- Ursodeoxycholic acid for intrahepatic cholestasis of pregnancy is not tied to reduced maternal symptoms or reduced perinatal death.
Why this matters
- Intrahepatic cholestasis of pregnancy, characterized by pruritus and increased serum bile acids, is associated with preterm birth, meconium-stained fluid, neonatal ICU admission, and stillbirth (with levels ≥100 μmol/L).
- The primary outcome (perinatal death, preterm delivery, or neonatal unit admission for ≥4 h) did not differ between treatment and placebo groups:
- Treatment: 74/322 (23%) infants; vs
- Placebo: 85/318 (27%) infants;
- Adjusted risk ratio: 0.85 (95% CI, 0.62-1.15; P=.28).
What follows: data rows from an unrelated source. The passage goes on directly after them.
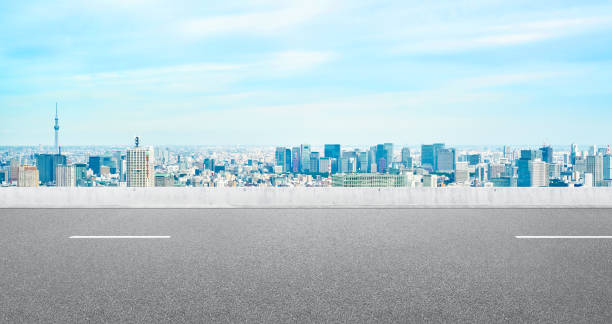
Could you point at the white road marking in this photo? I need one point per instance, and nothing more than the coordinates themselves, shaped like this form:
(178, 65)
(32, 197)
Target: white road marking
(565, 237)
(117, 237)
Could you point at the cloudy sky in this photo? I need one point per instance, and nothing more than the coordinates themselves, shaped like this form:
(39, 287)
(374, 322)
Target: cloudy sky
(318, 71)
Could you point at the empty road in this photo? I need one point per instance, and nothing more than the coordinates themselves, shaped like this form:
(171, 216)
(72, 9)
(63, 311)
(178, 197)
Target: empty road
(305, 265)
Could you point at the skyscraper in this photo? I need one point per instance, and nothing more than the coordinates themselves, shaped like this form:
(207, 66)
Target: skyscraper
(56, 128)
(406, 157)
(140, 166)
(95, 162)
(381, 158)
(429, 155)
(305, 158)
(47, 164)
(573, 153)
(607, 165)
(445, 160)
(332, 151)
(282, 157)
(547, 154)
(295, 160)
(532, 171)
(28, 176)
(389, 149)
(595, 166)
(66, 176)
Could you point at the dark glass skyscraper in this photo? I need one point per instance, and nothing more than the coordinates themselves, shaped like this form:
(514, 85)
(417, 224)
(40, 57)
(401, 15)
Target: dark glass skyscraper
(95, 162)
(46, 165)
(333, 151)
(547, 154)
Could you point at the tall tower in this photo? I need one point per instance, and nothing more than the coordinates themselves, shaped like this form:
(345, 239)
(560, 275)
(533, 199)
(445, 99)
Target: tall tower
(56, 127)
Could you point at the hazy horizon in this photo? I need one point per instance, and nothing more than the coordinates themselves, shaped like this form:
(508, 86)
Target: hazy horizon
(322, 71)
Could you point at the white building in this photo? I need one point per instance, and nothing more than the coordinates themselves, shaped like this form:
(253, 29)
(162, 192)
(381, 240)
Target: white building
(65, 175)
(539, 173)
(430, 181)
(27, 176)
(140, 166)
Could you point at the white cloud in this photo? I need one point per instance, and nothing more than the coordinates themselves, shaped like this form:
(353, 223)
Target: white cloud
(261, 22)
(295, 61)
(455, 38)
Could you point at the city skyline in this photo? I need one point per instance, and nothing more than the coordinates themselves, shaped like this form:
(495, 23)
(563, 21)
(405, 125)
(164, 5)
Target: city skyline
(476, 72)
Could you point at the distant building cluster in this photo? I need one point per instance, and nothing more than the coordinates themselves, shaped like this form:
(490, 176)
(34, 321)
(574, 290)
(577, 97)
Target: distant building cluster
(381, 165)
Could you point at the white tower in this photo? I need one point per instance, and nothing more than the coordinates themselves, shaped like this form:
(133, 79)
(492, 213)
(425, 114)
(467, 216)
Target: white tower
(56, 127)
(140, 166)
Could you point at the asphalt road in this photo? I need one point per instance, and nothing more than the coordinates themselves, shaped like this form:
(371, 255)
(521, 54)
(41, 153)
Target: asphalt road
(305, 265)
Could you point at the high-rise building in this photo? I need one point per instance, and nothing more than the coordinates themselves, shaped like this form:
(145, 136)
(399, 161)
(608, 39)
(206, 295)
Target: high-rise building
(282, 157)
(389, 150)
(362, 162)
(445, 159)
(163, 180)
(333, 151)
(305, 158)
(28, 176)
(496, 170)
(595, 166)
(47, 165)
(295, 160)
(406, 158)
(95, 162)
(607, 165)
(532, 171)
(462, 172)
(354, 180)
(140, 166)
(573, 154)
(66, 176)
(429, 155)
(56, 128)
(80, 171)
(314, 161)
(474, 159)
(547, 154)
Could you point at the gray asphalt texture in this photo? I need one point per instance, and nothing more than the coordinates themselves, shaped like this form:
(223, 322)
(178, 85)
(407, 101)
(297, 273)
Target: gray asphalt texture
(305, 265)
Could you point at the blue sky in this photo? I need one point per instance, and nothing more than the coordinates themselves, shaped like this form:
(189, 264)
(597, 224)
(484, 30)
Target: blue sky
(288, 72)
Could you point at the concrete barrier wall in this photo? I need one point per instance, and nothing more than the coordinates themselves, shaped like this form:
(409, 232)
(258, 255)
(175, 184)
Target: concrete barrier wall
(304, 197)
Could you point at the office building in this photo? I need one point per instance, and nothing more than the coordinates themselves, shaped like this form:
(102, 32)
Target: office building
(305, 158)
(295, 160)
(356, 180)
(607, 167)
(445, 159)
(164, 180)
(547, 154)
(66, 176)
(80, 170)
(406, 158)
(474, 159)
(595, 166)
(429, 155)
(573, 153)
(47, 165)
(283, 158)
(430, 181)
(95, 162)
(333, 151)
(532, 171)
(389, 150)
(27, 176)
(140, 166)
(462, 173)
- Ursodeoxycholic acid appeared to be safe but had no meaningful clinical effect on maternal itch symptoms.
- Parallel-group, double-blind, multicenter randomized placebo-controlled trial.
- Participants were randomly allocated to receive ursodeoxycholic acid (n=305) vs placebo (n=300).
- Funding: National Institute for Health Research Efficacy and Mechanism Evaluation Programme.
- The primary outcome is rare; study may not have been adequately powered.